Dans les années 1850, les marines britannique et française déployèrent de lourdes batteries flottantes cuirassées, aux côtés des flottes de vapeurs en bois durant la guerre de Crimée. Le rôle de ces batteries était de fournir un appui aux bombardes et aux canonnières non-cuirassés, en bombardant les fortifications côtières. Les français, en particuliers, utilisèrent avec succès leurs batteries contre les défenses côtières russes durant la bataille de Kinburn sur la mer Noire. Les Britanniques prévoyaient d'utiliser les leurs dans la mer Baltique contre la ville de Kronstadt, et cela influença les Russes dans leur décision de demander la paix[9].

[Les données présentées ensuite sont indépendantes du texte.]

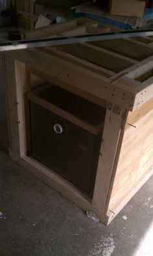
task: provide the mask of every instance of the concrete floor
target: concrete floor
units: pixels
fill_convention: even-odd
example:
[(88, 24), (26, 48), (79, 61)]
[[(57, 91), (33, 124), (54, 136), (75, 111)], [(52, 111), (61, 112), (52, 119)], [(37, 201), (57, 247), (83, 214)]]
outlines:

Les batteries flottantes sont parfois considérées comme les premiers cuirassés[10], mais ne pouvant se déplacer seules à plus de 4 nœuds, elles étaient remorquées jusqu'aux lieux des batailles[11], et de ce fait étaient marginalement employées dans les Marines[9], mais c'est le bref succès des batteries flottantes à coque en fer qui amena la France à se pencher sur la construction de navire de guerre cuirassés pour sa flotte militaire[9].

Les premiers cuirassés

Un modèle réduit de La Gloire (1858), le premier cuirassé de haute mer.

La fin des années 1850 se rapprochant, il fut clair que la France n'était pas capable d'égaler les capacités de constructions de navires de guerre à vapeur britanniques, et un changement de tactique s'avéra nécessaire. La conséquence de ce constat fut la construction du premier cuirassé de haute mer, La Gloire, commencé en 1857 et lancé en 1859[12].

La coque en bois du La Gloire fut calquée sur celle d'un navire de ligne à vapeur, mais réduit à un seul pont. Elle fut recouverte de plaques d'acier de 4,5 pouces d'épaisseur (114 mm). Le cuirassé était équipé d'une machine à vapeur entraînant une unique hélice, lui permettant d'atteindre la vitesse de 13 nœuds. Il était armé de trente-six canons rayés de 162mm (6,4 pouces). La France construisit 16 cuirassés, dont deux navires identiques au La Gloire, et les deux seuls cuirassés à deux ponts jamais construits, le Magenta et son jumeau le Solférino[13].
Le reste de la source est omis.